Prof. Negishi was a lecturer at the Fourth Mitsui Chemicals International Symposium on Catalysis Science held in 2009.

Invited Lecture

Prof. Ei-ichi Negishi (Purdue University, U.S.A.)

The Nobel Prize in Chemistry 2009 was awarded to Prof. Prof. Ei-ichi Negishi who was one of the lecturers at MICS2009. Congratulations!

Transition Metal-Catalyzed Organometallic C-C Bond Formation Reactions That Have Revolutionized Organic Synthesis
Prof. Ei-ichi Negishi

Prof. Negishi is a pioneer in the area of transition metal-catalyzed organic synthesis. He discovered or co-discovered a number of reactions for Carbon-Carbon bond formation, notably: (a) Pd-catalyzed cross-coupling with organometals containing Al, Zn, and Zr (this reaction is widely known as “Negishi Coupling”), (b) Zr-catalyzed alkyne carboalumination*1, and (c) the ZACA reaction*2.

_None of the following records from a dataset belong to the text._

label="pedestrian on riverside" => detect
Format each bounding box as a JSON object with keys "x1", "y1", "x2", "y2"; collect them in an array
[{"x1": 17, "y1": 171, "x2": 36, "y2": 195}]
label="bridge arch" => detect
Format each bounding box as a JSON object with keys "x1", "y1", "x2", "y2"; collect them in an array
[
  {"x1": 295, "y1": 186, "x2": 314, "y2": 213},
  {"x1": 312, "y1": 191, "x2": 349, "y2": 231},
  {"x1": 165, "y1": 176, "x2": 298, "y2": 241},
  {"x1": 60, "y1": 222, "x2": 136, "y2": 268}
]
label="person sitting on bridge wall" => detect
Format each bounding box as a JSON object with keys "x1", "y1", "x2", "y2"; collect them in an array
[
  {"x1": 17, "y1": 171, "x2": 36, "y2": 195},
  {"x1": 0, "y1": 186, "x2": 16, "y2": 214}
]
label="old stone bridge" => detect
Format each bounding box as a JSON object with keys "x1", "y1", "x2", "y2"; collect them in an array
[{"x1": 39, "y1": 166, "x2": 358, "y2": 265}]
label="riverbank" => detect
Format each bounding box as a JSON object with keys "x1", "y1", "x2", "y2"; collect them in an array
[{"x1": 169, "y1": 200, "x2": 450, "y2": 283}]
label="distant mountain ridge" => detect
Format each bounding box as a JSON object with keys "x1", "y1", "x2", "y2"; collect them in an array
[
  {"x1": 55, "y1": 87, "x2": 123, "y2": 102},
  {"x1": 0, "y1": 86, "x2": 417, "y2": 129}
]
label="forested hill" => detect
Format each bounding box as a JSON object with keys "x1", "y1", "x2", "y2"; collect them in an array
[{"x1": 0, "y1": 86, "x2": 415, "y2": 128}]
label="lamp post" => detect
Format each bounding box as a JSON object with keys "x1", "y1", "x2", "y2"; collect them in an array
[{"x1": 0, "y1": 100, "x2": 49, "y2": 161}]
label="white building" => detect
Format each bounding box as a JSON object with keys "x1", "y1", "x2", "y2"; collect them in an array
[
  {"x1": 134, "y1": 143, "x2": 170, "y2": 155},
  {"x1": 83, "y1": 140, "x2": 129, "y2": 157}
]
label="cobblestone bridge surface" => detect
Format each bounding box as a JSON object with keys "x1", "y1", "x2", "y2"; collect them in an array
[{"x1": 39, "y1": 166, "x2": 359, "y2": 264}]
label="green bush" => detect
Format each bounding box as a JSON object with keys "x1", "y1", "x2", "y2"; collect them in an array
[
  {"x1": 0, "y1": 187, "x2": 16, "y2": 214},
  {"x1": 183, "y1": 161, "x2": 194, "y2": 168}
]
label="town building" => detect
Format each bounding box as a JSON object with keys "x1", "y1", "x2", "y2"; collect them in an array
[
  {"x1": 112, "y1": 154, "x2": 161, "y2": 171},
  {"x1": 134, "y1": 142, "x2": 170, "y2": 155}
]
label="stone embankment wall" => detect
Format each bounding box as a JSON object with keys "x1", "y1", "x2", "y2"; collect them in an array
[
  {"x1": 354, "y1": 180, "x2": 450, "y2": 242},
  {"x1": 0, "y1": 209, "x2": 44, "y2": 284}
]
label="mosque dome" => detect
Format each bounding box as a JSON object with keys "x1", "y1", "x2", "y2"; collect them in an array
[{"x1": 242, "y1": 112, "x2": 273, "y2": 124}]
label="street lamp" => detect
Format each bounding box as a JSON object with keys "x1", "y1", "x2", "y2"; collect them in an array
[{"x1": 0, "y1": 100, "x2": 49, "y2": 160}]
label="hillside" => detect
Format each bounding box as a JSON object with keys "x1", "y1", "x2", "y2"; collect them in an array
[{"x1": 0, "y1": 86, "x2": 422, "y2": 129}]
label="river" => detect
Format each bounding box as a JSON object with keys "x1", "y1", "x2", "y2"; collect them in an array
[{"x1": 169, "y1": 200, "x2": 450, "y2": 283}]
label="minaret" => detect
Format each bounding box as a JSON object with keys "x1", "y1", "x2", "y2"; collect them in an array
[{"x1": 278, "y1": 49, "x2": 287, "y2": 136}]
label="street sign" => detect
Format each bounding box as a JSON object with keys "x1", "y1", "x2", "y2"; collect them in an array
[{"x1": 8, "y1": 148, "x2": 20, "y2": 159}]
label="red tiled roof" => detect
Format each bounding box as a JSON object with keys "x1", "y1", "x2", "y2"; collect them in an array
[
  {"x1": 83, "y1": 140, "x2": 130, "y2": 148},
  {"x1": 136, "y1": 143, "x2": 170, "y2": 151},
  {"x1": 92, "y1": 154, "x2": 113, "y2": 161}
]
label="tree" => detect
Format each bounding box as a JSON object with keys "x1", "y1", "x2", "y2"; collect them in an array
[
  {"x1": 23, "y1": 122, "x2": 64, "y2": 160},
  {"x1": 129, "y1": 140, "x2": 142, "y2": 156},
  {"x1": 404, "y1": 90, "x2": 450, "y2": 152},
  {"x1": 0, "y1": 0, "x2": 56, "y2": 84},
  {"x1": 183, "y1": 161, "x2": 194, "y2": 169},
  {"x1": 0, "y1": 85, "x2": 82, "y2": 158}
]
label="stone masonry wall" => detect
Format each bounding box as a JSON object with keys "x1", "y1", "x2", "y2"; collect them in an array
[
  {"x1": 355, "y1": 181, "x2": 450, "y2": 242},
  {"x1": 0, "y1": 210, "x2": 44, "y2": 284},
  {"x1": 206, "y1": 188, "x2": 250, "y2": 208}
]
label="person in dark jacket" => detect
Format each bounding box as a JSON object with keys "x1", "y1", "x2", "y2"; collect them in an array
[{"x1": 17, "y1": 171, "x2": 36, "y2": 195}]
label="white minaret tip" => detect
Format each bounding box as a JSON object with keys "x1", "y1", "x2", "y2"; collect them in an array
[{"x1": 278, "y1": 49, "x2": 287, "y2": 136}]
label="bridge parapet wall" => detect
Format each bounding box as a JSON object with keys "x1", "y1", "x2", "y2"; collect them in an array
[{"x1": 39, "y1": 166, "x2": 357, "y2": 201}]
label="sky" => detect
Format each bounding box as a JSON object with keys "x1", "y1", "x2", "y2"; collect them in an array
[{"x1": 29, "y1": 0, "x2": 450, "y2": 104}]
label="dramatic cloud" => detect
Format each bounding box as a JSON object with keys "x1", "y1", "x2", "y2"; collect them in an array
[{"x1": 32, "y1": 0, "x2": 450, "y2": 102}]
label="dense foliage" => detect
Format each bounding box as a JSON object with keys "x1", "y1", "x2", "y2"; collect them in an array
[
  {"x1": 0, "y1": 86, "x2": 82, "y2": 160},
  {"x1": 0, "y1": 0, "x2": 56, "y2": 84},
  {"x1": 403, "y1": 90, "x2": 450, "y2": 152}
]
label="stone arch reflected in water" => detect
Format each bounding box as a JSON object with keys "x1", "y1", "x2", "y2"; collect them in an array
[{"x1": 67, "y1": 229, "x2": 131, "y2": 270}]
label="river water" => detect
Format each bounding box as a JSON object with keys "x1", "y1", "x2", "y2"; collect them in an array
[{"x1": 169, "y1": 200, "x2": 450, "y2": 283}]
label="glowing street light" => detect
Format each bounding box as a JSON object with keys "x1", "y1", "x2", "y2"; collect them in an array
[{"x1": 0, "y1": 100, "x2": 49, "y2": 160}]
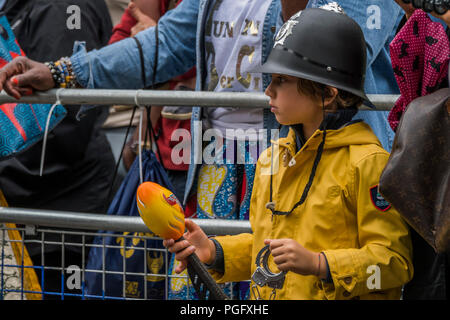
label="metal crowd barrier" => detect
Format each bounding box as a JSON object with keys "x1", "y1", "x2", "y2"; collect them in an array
[
  {"x1": 0, "y1": 89, "x2": 398, "y2": 300},
  {"x1": 0, "y1": 89, "x2": 399, "y2": 111},
  {"x1": 0, "y1": 207, "x2": 251, "y2": 300}
]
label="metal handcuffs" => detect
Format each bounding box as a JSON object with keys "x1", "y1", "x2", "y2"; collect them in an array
[{"x1": 252, "y1": 245, "x2": 286, "y2": 289}]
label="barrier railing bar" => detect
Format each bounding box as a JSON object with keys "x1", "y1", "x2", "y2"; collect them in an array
[
  {"x1": 0, "y1": 207, "x2": 252, "y2": 235},
  {"x1": 0, "y1": 89, "x2": 399, "y2": 111}
]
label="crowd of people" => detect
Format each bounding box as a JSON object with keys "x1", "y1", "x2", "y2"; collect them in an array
[{"x1": 0, "y1": 0, "x2": 450, "y2": 299}]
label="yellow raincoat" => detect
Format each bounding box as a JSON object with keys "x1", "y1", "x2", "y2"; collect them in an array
[{"x1": 211, "y1": 122, "x2": 413, "y2": 300}]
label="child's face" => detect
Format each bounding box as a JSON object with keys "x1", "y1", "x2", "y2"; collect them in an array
[{"x1": 265, "y1": 74, "x2": 323, "y2": 127}]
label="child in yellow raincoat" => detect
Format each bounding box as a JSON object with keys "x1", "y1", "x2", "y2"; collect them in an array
[{"x1": 164, "y1": 7, "x2": 413, "y2": 299}]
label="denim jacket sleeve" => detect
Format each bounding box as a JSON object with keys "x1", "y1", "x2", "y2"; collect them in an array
[
  {"x1": 71, "y1": 0, "x2": 199, "y2": 89},
  {"x1": 307, "y1": 0, "x2": 402, "y2": 75}
]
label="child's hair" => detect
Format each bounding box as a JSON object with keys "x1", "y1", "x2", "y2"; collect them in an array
[{"x1": 297, "y1": 78, "x2": 364, "y2": 110}]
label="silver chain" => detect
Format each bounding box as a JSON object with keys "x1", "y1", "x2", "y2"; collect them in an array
[{"x1": 251, "y1": 245, "x2": 286, "y2": 300}]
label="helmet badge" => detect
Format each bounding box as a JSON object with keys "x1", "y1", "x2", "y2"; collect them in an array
[{"x1": 273, "y1": 11, "x2": 302, "y2": 48}]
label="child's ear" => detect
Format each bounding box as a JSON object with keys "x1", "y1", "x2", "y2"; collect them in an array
[{"x1": 323, "y1": 86, "x2": 339, "y2": 109}]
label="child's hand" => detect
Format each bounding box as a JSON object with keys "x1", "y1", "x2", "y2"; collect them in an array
[
  {"x1": 264, "y1": 239, "x2": 319, "y2": 275},
  {"x1": 163, "y1": 220, "x2": 216, "y2": 273}
]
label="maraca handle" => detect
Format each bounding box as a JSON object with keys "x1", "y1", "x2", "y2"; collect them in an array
[{"x1": 177, "y1": 237, "x2": 230, "y2": 300}]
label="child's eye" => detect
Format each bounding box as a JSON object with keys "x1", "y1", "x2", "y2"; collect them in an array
[{"x1": 275, "y1": 76, "x2": 286, "y2": 84}]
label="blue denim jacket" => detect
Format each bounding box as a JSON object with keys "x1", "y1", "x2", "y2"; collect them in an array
[
  {"x1": 71, "y1": 0, "x2": 287, "y2": 202},
  {"x1": 71, "y1": 0, "x2": 403, "y2": 202},
  {"x1": 307, "y1": 0, "x2": 404, "y2": 151}
]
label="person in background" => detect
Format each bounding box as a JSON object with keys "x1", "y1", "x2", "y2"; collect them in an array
[
  {"x1": 105, "y1": 0, "x2": 130, "y2": 26},
  {"x1": 164, "y1": 7, "x2": 413, "y2": 300},
  {"x1": 105, "y1": 0, "x2": 195, "y2": 208},
  {"x1": 0, "y1": 0, "x2": 114, "y2": 299}
]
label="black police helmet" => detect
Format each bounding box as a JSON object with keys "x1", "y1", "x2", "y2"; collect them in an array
[{"x1": 253, "y1": 8, "x2": 374, "y2": 107}]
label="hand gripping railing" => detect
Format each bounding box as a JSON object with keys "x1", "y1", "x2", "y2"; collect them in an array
[
  {"x1": 0, "y1": 89, "x2": 399, "y2": 111},
  {"x1": 0, "y1": 207, "x2": 252, "y2": 235}
]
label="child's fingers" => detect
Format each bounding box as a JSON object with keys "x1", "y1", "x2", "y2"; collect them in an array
[
  {"x1": 264, "y1": 239, "x2": 284, "y2": 251},
  {"x1": 175, "y1": 246, "x2": 195, "y2": 261},
  {"x1": 167, "y1": 240, "x2": 191, "y2": 253},
  {"x1": 184, "y1": 219, "x2": 200, "y2": 233},
  {"x1": 175, "y1": 260, "x2": 187, "y2": 274},
  {"x1": 163, "y1": 239, "x2": 175, "y2": 248}
]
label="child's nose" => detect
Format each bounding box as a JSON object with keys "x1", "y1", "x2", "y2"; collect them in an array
[{"x1": 264, "y1": 82, "x2": 275, "y2": 98}]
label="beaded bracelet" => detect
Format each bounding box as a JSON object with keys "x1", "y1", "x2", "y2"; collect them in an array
[{"x1": 45, "y1": 57, "x2": 77, "y2": 88}]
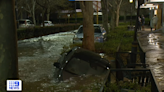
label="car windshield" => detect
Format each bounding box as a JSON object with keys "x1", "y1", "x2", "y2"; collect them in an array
[{"x1": 77, "y1": 26, "x2": 101, "y2": 33}]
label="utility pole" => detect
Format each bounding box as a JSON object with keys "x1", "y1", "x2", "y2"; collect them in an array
[
  {"x1": 0, "y1": 0, "x2": 18, "y2": 92},
  {"x1": 131, "y1": 0, "x2": 140, "y2": 68}
]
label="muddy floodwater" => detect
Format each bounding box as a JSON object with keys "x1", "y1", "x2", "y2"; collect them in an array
[{"x1": 18, "y1": 32, "x2": 109, "y2": 92}]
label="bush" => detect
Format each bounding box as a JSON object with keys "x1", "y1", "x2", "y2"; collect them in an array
[{"x1": 17, "y1": 25, "x2": 79, "y2": 40}]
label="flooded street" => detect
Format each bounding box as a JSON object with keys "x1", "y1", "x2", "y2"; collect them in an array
[
  {"x1": 138, "y1": 32, "x2": 164, "y2": 90},
  {"x1": 18, "y1": 32, "x2": 74, "y2": 92},
  {"x1": 18, "y1": 32, "x2": 109, "y2": 92}
]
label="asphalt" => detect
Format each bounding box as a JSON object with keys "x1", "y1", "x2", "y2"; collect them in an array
[{"x1": 137, "y1": 27, "x2": 164, "y2": 92}]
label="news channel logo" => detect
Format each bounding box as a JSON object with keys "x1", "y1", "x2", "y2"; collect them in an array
[{"x1": 7, "y1": 80, "x2": 22, "y2": 91}]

In this lecture, attention primarily was focused on recent advances in the Pd-catalyzed synthesis of alkenes, dienes, enynes, diynes, and their oligomers. Also discussed in some detail were the Zr-catalyzed alkyne carboalumination and the ZACA reaction. Their basic methodological developments and applications to complex natural products were also discussed.

Carboalumination: A reaction that Carbon-Carbon bond formation and Carbon-Aluminium bond formation generates to both ends of an unsaturated bond.
ZACA reaction: Zr-catalyzed Asymmetric Carboalumination of alkenes.